I myself drive a Prius, about which I have written a few years back. It is a fuel efficient car, and a handsome and comfortable one, too. Aside from the hybrids which are proliferating in the market (Lexus, Ford, Chevy, Honda etc.), there is, course, the electric car which has been slow on the uptake. Just Google "electric car," and see for yourself.
But, according to today's Financial Times (in a story by Fiona Harvey, John Reed and Tobias Buck) and also today's New York Times (in a dispatch from Steve Erlanger who's soon to leave Jerusalem for Paris), Israel, "tiny and bereft of oil, has decided to embrace the electric car." The headline: "Oil-Free Israel Is Set to Embrace Broad Project to Promote the Use of Electric Cars." The subhead in the Times reads, "A nation as a laboratory to test a clean vehicle." The FT emphasizes Israel's need to cut oil imports with a "private-sector initiative for a nationwide electric car network."
Frankly, this is the kind of stuff that Israel does best: science on behalf of mankind. It is not the largest of the laboratories for human advancement through science. But it is one of the most innovative. It's also something that Israeli politicians seem to grasp easily. Not only with water or with crops, but in information technologies, nano-technologies and bio-tech. And here is a science in heavy industry.

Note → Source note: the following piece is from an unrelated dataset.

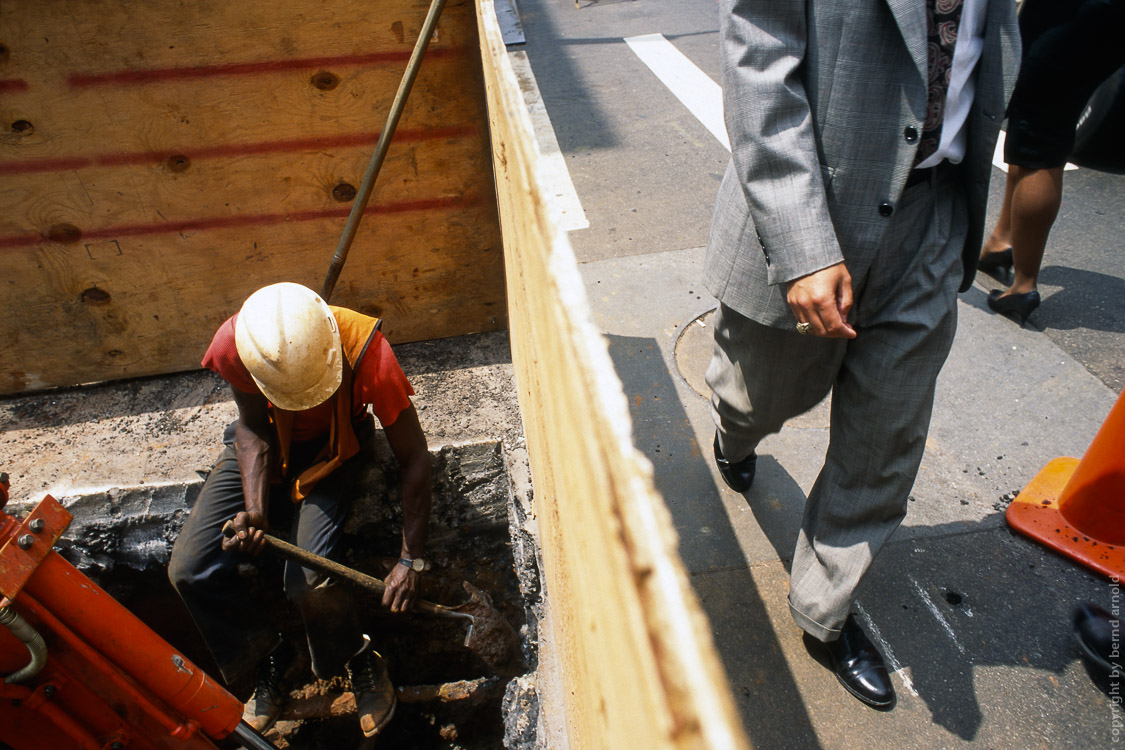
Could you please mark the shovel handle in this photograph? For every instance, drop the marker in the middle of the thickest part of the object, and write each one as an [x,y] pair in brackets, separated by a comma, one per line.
[332,568]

The FT reports that "the privately funded plan to build 500,000 recharging points and battery-swap stations for electric cars in the next 18 months has the backing of the government and president." This means the practical Ehud Olmert and Shimon Peres, who is better at dreaming about the future than organizing the present, as we know from his one-disaster-after-another peace initiatives.
This is a bold venture. Imagine how it would have fared under state socialism during Israel's first decades. It has a big investor in an Israeli zillionaire, Idan Ofer, with whom I actually lost a decent amount of money six years ago. It has an Israeli-American software entrepreneur, Shai Agassi, whose well-named company, Project Better Place, will provide the batteries at 124 miles per charge. Jim Wolfensohn is an investor. His reasons for making the investment: "Israel is a perfect test tube. The beauty of this is that you have a real place where you can get real human reactions. In Israel they can control the externalities and give it a chance to flourish or fail. It needs to be test, and Agassi is to be commended for testing it and the Israelis government for trying it."
It will be a better investment than the one in which Wolfensohn and some doesn't-matter-if-we-lose wealthy American Jews bought the Gaza greenhouses for the Palestinians in 2005.